The changes were tabled earlier this month by F1's team bosses and voted upon unanimously on Tuesday by the F1 Commission before they were officially ratified by the WMSC.

As expected, Friday's FP1 will be followed by a qualifying session that will determine the grid for Sunday's race. On Saturday, FP2 has been replaced by a new qualifying format – called Sprint Shootout – that will set the starting order for the afternoon's standalone Sprint event.

The Sprint Shootout session will follow the usual Q1-Q2-Q3 format, but the duration of each segment has been reduced, with SQ1 lasting 12 minutes, SQ2 cut to 10 minutes and QQ3 lasting just 8 minutes, with the latter's duration allowing drivers to achieve just a single lap.

Furthermore, a mandatory tyre schedule adopted for the session will see drivers running on mediums in Q1 and Q2, and on softs in Q3.

It has been decided that any grid penalties incurred by a driver in practice or in qualifying will apply in Sunday's race, while a penalty incurred in Sprint Qualifying will apply to the Sprint event.

PU penalties will only apply for the Grand Prix.

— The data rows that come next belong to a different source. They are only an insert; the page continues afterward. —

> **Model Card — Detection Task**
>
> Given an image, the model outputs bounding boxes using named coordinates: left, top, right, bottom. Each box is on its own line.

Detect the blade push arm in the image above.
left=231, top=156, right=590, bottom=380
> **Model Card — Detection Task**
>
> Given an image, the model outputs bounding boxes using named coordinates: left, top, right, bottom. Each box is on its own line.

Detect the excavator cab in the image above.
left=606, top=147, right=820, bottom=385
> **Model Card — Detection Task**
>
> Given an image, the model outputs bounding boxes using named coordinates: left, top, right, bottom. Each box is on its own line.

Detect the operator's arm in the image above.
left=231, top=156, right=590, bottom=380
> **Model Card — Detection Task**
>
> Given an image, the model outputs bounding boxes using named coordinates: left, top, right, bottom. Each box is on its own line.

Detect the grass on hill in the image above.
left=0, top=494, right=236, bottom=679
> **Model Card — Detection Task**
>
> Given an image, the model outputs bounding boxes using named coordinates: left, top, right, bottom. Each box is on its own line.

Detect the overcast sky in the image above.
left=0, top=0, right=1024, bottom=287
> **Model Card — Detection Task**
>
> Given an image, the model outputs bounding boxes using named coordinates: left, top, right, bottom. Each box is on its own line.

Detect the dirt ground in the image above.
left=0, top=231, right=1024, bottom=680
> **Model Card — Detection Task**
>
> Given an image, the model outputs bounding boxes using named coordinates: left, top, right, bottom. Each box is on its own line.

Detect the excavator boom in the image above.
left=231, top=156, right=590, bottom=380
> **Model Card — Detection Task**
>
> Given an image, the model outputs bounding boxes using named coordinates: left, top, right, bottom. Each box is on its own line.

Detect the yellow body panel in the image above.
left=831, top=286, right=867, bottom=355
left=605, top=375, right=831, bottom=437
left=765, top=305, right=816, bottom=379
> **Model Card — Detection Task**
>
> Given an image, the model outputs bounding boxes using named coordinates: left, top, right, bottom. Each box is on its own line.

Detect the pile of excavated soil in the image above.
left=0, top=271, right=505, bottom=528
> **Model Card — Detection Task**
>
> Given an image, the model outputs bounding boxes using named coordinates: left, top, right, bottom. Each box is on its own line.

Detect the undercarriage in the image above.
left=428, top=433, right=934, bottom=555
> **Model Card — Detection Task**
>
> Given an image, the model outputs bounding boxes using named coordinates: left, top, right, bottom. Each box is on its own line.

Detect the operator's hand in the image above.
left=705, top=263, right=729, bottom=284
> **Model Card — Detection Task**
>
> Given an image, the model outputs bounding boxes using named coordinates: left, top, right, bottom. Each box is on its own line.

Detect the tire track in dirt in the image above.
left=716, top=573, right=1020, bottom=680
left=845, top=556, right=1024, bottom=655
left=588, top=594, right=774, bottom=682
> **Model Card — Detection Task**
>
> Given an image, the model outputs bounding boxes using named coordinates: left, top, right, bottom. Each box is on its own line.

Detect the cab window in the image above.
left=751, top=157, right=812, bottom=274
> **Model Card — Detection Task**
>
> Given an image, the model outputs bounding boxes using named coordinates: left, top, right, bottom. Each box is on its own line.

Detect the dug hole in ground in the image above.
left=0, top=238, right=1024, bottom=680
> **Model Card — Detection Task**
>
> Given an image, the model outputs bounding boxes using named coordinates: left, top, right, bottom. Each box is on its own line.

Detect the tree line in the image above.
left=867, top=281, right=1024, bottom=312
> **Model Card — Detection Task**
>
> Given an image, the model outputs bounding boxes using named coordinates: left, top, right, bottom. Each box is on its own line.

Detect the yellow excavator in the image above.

Also, the points allocation for the sprint remains unchanged, with the top eight scoring on the basis of 8-7-6-5-4-3-2-1.

Baku next weekend will kick off the new format, with the Austria, Belgium, Qatar, the USA and Brazil hosting additional Sprint events.

A joint statement from the FIA and F1 said: "Following this successful vote and subsequent approval by the World Motor Sport Council by e-vote, all stakeholders believe that this will boost the spectacle of Sprint weekends and enhance track action for fans around the world.

"Thanks to the close working relationship between the FIA, FOM as well as the sport's ten Formula 1 teams, moving the changes from concept to regulation has been accomplished swiftly and positively."